Later, after the crowd had gone home following a final round of congratulations, Charlie put her hands on Wells’ shoulders and directed him toward the stairs. “It’s past your bedtime, my man. It’s past my bedtime.”

They both trailed him up the stairs and followed him into his room where Charlie placed pajamas in his hand. “Wash up.”

Wells glanced over his shoulder. “You’ll stay to tuck me in?”

When she nodded yes, he went into the attached bath and returned ready to get between the sheets.

“I think we’re all too tired for a story tonight,” Ethan said, noting his son’s sleepy gaze. “And tomorrow’s a big day—your birthday and your birthday party.”

“Mmm,” Wells mumbled.

Ethan adjusted the covers, then kissed the boy’s forehead. “’Night.”

“G’night.”

Charlie moved in, slipping the favored stuffed koala into place and then brushing her lips on Wells’ cheek. He caught her hand as she straightened again.

“You’ll be sleeping in Dad’s bed now, right?”

Charlie froze. “I…uh…”

“That’s what parents do,” he said. “Jake’s mom and dad sleep together.”

“Um…” She appealed to Ethan for help, but he just held up his hands.

“In the morning, if I wake up early, I want to see you there with Dad.”

Ethan’s lips twitched. He wasn’t saying a word. He didn’t need to, when his boy was on his side.

“I guess…I suppose…oh, all right,” Charlie said, with just a hint of exasperated huff in her voice.

Biting back his grin, Ethan turned off the overhead light and wished his son sweet dreams. Charlie, obviously flustered, did the same.

“I suppose you could sneak over at dawn and slip into my room,” he said, once they were halfway down the hall. “But I’d much prefer your company for the entire night.”

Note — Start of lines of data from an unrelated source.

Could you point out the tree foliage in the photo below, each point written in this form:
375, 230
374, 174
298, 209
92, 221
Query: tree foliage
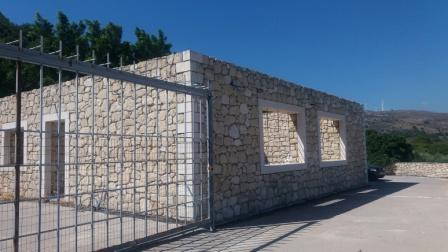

She worried her hands, uncertainty in her eyes. “I want to do the right thing. Not confuse Wells…”

Ethan pulled her into his arms. “Wells is not confused. Parents belong in the same bed.”

She melted against him, and he kissed her, tender and lingering.

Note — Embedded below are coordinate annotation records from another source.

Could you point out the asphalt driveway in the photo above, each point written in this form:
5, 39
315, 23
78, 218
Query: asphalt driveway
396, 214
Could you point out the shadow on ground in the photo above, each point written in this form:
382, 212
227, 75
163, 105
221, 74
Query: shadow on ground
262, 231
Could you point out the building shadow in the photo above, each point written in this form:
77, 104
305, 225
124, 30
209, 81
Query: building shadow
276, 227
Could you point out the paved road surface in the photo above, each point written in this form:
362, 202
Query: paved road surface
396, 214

“Go get what you need,” he said. “And I’ll meet you in my room.”

Maybe he was humming, and why not? Ethan moved about his suite, taking time for a quick shower. Then he pulled on a pair of pajama pants, folded back the covers on each side of the bed, and re-stacked the pillows. After a second’s thought, he jogged downstairs to the living area where he retrieved the political thriller he was reading and the romance she’d had her nose in lately. On the second floor again, he put down his book on one nightstand and hers on the other. Then he turned off the overhead lights and left the room bathed in the low glow of the bedside lamps.

The domestic details should put her at ease.

His hand slid down the outside of his light cotton pants, over his half-hard cock that hoped there’d be more than book-reading in the hours ahead. He thought of Charlie, on her way up to him. She’d be nervous, he knew, and belted into a robe, beneath which was…what?

All her smooth skin and slender limbs, the heat of her sex and the sweet warmth of her kisses. Blood rushed to his groin, and he stroked himself again, anticipation fizzing through his veins.

Then a light knock on his half-closed door. Charlie slipped inside.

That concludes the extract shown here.